Les Rita mitsouko l’avaient dit : « Les histoires d’amour finissent mal en général ». Et ce n’est pas Shakespeare qui pourra dire le contraire, lui qui a écrit une des plus grandes tragédies d’amour avec « Roméo et Juliette ». Son histoire a inspiré bien des adaptations et le ballet n’a pas été en reste, n’est-ce pas M. Berlioz ?

Tout commence en 1597 où William Shakespeare écrit sa pièce la plus célèbre : « Roméo et Juliette ». Les versions au théâtre, au cinéma, en comédie musicale… sont pléthores. La chorégraphe allemande Sasha Waltz a elle aussi décidé de s’emparer de ce mythe en 2007 sur la symphonie dramatique d’Hector Berlioz avec son chœur pour le Ballet de l’Opéra de Paris. Mais dans une mise en scène résolument moderne et on le découvre au premier coup d’œil. Pas de décors de ville, de maisons riches, de costumes étincelants. Juste une gigantesque plateforme blanche, assez haute au milieu du plateau.

La chorégraphe se joue des codes comme dans la fameuse scène du bal où les danseuses portent des tutus en référence à la danse classique. Mais ces dernières sont pieds nus. Il prend même parti de faire faire à Juliette pour un premier contact avec Roméo. Peu de chose distingue les Capulet des Montaigu, un délicat jeu de couleur comme un échiquier où le pat sera la fin. Tout en jouant avec délicatesse des jeux d’ombre et de lumière ainsi qu’avec l’horizontalité et la verticalité. La scène du balcon est métamorphosée par l’ouverture de la plateforme mobile. Doucement il s’ouvre sous mon regard émerveillé. Les danseurs et les chanteurs occupent de plus en plus ces nouveaux espaces jusqu’à la scène dramatique de fin. Et quel final avec ce corps déposé où des galets vont être déposés sur la dépouille. Un moment rempli d’intensité et de souffrance amplifié par les chœurs.  

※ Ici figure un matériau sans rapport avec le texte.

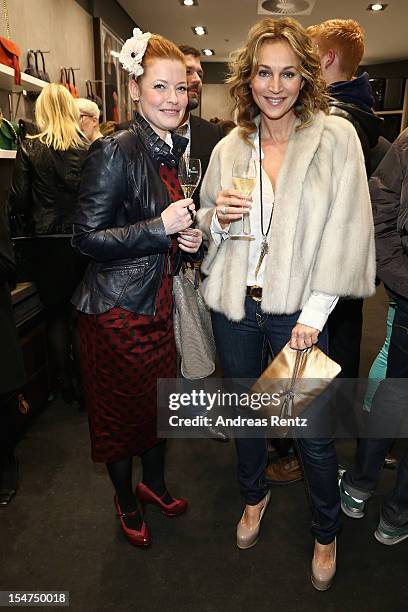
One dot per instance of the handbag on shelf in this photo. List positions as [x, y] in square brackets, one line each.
[65, 80]
[91, 95]
[32, 64]
[296, 378]
[9, 135]
[192, 326]
[42, 72]
[9, 51]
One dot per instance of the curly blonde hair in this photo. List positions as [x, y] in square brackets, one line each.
[244, 63]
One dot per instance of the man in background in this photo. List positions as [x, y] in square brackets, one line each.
[202, 135]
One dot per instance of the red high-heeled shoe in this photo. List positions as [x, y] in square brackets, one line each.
[136, 538]
[147, 496]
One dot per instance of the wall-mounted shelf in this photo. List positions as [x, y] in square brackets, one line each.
[7, 154]
[28, 82]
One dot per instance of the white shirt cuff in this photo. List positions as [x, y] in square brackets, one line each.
[317, 309]
[218, 233]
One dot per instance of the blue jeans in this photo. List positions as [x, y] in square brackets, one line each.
[243, 350]
[388, 410]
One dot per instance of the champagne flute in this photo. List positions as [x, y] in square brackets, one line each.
[189, 173]
[244, 180]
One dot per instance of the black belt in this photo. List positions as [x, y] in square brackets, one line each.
[255, 293]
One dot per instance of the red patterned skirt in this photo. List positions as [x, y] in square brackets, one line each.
[122, 356]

La distribution est impressionnante avec 78 chanteurs de chœur, 21 danseurs et l’orchestre de l’Opéra de Paris. Comme à la création en 2007, ce sont deux étoiles qui incarnent les amants maudits, la délicate Ludmila Pagliero et le solaire Germain Louvet. Tous ensembles, ils contribuent à l’énergie incroyable qui se dégage du ballet. La précision contribue à la magnificence de ce moment où l’émotion est en jeux à chaque mouvement. Les chanteurs trouvent leur place grâce à la partition d’Hector Berlioz. Un sublime trio principal avec la mezzo-soprano, Julie Boulianne, le ténor, Yann Beuron et le basse, Nicolas Cavallier.

Une magnifique appropriation des amoureux de Vérone qui redonne de la poésie et de la fantaisie à cette histoire d’amour qui finit mal.